Marcel Taube's website This virtual machine contains the artifact for PLDI 2018 paper: "Modularity for Decidability: Implementing and Semi-Automatically Verifying Distributed Systems".
The virtual machine was created using VirtualBox version 5.2.6.
The VM should be logged on with the user name ivyuser
and password ivy
.
Most of the evaluation of the artifact is done from the terminal, which can be started by clicking on the terminal icon in the launcher (top left of the screen). To read (and modify) source files, any text editor can be used. The VM comes equipped with an Emacs mode for Ivy code (Emacs can be launched from the terminal or the launcher).

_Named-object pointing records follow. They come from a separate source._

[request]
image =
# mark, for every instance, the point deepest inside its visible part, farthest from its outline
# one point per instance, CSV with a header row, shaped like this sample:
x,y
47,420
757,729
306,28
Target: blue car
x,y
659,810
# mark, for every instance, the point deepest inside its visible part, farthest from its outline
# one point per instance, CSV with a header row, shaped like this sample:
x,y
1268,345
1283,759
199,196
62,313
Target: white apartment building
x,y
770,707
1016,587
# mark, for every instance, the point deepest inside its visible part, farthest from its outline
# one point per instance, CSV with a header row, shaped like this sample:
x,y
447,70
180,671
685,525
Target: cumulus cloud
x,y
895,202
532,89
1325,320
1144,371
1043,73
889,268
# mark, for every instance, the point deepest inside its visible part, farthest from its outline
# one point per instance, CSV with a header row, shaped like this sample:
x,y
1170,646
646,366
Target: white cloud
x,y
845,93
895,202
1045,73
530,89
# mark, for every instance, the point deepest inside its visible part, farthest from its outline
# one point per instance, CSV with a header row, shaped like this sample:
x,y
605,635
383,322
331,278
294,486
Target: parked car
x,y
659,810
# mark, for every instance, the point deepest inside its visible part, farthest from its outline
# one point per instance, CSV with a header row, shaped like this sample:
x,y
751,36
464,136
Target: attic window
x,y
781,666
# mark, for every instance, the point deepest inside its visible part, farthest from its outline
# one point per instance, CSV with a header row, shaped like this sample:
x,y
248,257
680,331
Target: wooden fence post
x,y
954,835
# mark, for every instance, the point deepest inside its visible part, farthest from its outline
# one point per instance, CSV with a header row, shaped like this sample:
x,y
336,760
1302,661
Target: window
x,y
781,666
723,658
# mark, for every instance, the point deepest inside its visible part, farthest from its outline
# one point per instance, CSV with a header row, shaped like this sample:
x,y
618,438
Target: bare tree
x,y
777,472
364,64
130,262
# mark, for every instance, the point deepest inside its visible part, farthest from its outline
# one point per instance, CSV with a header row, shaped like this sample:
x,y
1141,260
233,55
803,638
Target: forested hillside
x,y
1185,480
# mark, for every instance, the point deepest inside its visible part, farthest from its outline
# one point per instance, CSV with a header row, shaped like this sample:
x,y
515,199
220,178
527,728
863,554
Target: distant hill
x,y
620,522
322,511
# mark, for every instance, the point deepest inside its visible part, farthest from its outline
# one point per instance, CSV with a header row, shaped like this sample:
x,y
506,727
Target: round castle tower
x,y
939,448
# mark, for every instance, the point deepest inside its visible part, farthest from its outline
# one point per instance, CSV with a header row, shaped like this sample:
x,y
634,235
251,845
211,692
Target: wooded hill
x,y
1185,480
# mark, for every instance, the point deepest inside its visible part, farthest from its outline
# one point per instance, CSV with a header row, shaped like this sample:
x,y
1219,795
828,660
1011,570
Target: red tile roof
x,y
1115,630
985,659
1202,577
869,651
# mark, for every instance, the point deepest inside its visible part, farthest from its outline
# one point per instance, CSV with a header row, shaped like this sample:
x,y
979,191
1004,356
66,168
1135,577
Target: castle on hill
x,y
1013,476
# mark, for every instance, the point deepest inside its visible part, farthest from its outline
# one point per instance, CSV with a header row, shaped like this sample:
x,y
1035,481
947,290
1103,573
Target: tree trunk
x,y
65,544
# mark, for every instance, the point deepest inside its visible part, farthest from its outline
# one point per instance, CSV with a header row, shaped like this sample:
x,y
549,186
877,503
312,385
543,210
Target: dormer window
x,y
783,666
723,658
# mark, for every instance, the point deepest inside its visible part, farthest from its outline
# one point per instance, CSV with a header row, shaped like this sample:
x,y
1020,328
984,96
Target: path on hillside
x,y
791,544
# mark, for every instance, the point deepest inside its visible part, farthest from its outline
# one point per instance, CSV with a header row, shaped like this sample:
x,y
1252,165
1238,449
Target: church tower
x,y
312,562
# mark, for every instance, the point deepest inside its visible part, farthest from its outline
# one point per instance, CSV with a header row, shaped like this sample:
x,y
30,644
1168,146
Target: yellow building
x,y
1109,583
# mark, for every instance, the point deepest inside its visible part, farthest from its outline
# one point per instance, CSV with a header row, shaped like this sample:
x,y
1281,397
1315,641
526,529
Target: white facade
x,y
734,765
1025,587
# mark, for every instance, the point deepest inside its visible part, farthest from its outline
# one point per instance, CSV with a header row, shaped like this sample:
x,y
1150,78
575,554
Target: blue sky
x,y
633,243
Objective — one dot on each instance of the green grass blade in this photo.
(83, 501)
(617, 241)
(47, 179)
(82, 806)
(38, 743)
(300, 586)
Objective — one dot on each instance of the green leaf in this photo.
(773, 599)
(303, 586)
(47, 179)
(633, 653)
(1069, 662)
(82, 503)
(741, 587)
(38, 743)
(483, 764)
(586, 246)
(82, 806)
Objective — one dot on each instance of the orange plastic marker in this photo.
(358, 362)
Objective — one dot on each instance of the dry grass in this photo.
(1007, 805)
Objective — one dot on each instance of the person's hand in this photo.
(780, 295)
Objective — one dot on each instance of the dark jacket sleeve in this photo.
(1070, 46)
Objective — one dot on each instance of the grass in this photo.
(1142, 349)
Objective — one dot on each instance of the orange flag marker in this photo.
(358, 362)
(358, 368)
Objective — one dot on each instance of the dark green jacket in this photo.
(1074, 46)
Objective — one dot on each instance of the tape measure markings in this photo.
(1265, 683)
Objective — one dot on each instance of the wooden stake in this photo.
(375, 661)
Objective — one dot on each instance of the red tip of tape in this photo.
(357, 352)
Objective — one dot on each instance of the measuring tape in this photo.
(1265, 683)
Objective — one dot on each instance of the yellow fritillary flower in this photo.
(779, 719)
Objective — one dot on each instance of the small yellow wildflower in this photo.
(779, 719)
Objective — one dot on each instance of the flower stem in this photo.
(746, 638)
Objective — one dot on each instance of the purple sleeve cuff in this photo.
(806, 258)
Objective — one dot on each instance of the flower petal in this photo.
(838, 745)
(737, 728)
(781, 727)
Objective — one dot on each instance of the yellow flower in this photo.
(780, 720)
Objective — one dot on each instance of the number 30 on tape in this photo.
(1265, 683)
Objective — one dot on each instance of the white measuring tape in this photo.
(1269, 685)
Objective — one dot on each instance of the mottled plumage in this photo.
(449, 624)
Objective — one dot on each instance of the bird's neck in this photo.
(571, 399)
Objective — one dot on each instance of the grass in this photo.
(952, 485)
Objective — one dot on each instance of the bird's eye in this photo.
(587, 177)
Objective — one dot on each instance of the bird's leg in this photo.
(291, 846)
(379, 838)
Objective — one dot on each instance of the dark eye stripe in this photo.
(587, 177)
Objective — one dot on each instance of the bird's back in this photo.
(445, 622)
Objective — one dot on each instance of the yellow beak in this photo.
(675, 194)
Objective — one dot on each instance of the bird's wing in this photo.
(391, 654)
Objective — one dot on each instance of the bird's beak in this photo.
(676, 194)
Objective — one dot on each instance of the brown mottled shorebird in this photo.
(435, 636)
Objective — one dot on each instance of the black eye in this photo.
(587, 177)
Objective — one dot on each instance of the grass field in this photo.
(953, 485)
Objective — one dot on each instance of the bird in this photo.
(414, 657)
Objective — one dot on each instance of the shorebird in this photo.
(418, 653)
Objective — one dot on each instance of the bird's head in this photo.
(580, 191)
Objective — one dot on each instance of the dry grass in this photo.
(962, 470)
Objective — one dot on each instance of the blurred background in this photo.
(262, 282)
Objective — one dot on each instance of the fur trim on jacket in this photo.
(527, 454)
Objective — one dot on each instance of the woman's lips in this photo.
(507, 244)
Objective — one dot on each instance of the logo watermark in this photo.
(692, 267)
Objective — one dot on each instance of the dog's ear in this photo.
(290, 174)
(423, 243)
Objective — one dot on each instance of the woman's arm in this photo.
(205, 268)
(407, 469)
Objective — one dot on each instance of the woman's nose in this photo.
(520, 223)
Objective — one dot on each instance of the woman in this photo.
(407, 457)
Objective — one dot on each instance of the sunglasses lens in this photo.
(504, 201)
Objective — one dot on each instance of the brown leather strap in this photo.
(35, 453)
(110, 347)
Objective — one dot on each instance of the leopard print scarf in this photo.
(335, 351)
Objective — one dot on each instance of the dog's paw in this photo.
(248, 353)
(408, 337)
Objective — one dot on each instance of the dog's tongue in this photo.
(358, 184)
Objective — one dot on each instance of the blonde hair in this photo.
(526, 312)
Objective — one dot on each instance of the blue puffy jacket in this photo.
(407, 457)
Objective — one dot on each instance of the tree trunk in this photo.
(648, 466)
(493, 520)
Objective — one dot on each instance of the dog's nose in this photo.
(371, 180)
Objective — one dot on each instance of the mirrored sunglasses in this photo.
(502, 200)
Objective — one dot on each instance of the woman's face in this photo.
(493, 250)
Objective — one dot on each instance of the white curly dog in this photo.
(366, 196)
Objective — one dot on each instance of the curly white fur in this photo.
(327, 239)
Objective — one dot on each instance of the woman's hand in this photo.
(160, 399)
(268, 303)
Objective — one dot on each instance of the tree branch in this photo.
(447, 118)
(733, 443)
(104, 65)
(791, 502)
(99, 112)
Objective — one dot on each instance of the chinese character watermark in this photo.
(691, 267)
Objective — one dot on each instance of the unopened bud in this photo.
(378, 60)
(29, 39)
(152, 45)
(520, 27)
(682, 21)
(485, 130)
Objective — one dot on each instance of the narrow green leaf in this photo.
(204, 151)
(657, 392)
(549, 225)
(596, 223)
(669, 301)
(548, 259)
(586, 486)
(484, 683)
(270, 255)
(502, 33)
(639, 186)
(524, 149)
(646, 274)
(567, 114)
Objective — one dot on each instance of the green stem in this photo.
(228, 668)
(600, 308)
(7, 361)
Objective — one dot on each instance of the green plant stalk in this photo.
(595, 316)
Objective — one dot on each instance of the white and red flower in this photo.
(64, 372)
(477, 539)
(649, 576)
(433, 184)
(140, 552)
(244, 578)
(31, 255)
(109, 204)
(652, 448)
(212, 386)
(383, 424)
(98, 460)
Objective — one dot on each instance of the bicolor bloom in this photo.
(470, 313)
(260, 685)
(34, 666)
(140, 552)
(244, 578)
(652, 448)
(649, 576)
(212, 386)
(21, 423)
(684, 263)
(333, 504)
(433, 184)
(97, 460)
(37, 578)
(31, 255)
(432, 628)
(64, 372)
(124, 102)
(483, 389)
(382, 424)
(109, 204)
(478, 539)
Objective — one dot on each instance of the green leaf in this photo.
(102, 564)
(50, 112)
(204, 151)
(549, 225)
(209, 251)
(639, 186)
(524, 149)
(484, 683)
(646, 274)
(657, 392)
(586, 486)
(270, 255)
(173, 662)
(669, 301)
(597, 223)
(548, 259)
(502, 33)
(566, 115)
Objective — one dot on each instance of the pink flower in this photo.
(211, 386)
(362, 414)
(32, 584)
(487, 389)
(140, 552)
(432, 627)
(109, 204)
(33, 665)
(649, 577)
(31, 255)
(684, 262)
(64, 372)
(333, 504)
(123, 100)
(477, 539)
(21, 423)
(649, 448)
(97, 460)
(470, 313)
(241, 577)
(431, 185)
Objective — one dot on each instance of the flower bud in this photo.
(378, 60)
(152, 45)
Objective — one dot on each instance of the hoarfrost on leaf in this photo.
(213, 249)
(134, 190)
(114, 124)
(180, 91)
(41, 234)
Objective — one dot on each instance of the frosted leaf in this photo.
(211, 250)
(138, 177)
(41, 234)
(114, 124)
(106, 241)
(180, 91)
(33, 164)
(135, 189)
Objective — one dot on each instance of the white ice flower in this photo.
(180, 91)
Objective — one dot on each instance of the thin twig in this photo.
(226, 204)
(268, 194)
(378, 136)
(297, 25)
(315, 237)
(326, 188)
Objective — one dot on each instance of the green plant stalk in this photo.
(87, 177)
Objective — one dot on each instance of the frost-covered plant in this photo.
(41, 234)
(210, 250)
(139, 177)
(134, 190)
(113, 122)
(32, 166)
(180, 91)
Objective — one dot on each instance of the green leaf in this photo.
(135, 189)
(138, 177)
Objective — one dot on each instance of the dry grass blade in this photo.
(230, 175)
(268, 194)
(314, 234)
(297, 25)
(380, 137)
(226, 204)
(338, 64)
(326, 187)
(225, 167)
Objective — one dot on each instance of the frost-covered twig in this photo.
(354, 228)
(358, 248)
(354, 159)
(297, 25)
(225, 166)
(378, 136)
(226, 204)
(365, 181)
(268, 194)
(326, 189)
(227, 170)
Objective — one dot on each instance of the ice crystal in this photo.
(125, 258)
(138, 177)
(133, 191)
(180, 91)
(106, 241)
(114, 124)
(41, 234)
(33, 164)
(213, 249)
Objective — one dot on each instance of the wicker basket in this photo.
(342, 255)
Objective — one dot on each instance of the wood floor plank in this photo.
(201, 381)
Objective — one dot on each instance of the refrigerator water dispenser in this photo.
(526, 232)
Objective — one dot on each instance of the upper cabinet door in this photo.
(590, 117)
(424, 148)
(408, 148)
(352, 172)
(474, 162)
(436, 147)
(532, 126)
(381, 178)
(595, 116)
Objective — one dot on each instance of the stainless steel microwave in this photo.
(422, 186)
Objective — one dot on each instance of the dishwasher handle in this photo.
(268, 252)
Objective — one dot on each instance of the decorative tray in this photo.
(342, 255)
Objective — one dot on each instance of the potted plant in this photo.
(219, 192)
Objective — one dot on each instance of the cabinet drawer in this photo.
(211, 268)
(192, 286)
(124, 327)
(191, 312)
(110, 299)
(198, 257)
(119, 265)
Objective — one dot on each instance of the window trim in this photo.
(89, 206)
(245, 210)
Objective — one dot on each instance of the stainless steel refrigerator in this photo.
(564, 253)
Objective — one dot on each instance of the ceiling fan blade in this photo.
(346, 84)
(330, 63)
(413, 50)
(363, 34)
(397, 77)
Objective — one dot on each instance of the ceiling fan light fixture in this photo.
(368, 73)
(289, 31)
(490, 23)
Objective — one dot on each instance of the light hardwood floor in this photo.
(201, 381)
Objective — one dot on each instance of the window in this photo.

The rest of this file explains the artifact and how to exercise it.
~/z3/
contains a clone of Z3 from its master branch on github.
~/ivy/
contains a clone of Ivy from its master branch on github.
~/pldi18-artifact/
contains the artifact
~/pldi18-artifact/examples/raft/
contains Ivy source files for the
verified Raft protocol implementation.
~/pldi18-artifact/examples/multi-paxos/
contains Ivy source files for
the verified Multi-Paxos protocol implementation.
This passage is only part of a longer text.